As with most horror films (good ones that is) it would be a crime to spoil, but expect scenes of eerie intensity as shadows will move along walls, a sudden close-up will reveal Myers’s presence, and suddenly a knife will cut through someone’s throat. A terrifying scene in a bathroom feels claustrophobic with just the killer’s feet pacing behind a stall door, and then bloody, extracted teeth are dropped on the ground. There are moments of unhinged gore in this movie, but it’s never gallons of fake blood splashed on the screen. Green knows how to show just enough to get under your skin. Cinematographer Michael Simmonds films everything in a baroque, almost gothic texture. He evokes Green’s vision of a small town America of simple living, where everyone knows each other, where there are woods all around with autumn colors. But now Green’s poetic meditations are turned into a nightmarish survival game. Fans may rejoice that John Carpenter himself, along with son Cody Carpenter and Daniel A. Davies have composed the score. The classic franchise theme is back, with touches of electric guitar and synth that feel like a trip back in time. The film’s very look, including pans and and cuts will have a 70s feel, especially the very final shot. Keep an ear open for dialogue that has fun with itself (“you’re the new Loomis!”).
Another welcome throwback here is how Green returns to something key in the original “Halloween,” it is at heart a teen film. The teenagers in the ‘78 original felt like real high schoolers of their time, and here Green puts a special emphasis on the teen characters as well. Allyson as played by Andi Matichak always feels authentic, as well as her less than impressive boyfriend Cameron (Dylan Arnold). They joke and make stupid mistakes like real teenagers.
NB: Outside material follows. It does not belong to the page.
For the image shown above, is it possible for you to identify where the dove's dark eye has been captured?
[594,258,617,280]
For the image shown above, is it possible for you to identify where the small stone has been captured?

None of them are smarter than the material requires or get caught in some elaborate scheme to take down Michael Myers. Instead stolen kisses will be thwarted, alcohol will inspire dumb behavior and someone will confess their feelings with the absolute worst timing.
What about Jamie Lee Curtis? Forget her roles in the previous sequels “Halloween: H20” and “Halloween: Resurrection,” this here is the actual Laurie Strode we would expect after 40 years of being haunted by the brutal slayings of her youth. She has become fixated with training for combat, expertly showing her family how to arm themselves for Myers’s eventual return. We learn that Karen was taken from her by foster services when they discovered she was raising her in what amounts to a training facility. Curtis reprises the role with a real edge, telling Allyson to forget college and go live. Her own house is a booby trap for Myers. The ending is well-done action, but there’s a haunting quality to it as well. Laurie will never ever be able to escape from Myers’s presence.
“Halloween” is a well-crafted, scary time. It offers a new experience while stylishly paying tribute to the classic original. For Green this is a revelation as well. Now he has proven he has a great eye for creating moments of authentic terror. It’s the perfect movie for the season. Take a date, sit down, relax and wait for the knife to come out of the dark corner.
“Halloween” opens Oct. 19 in theaters nationwide.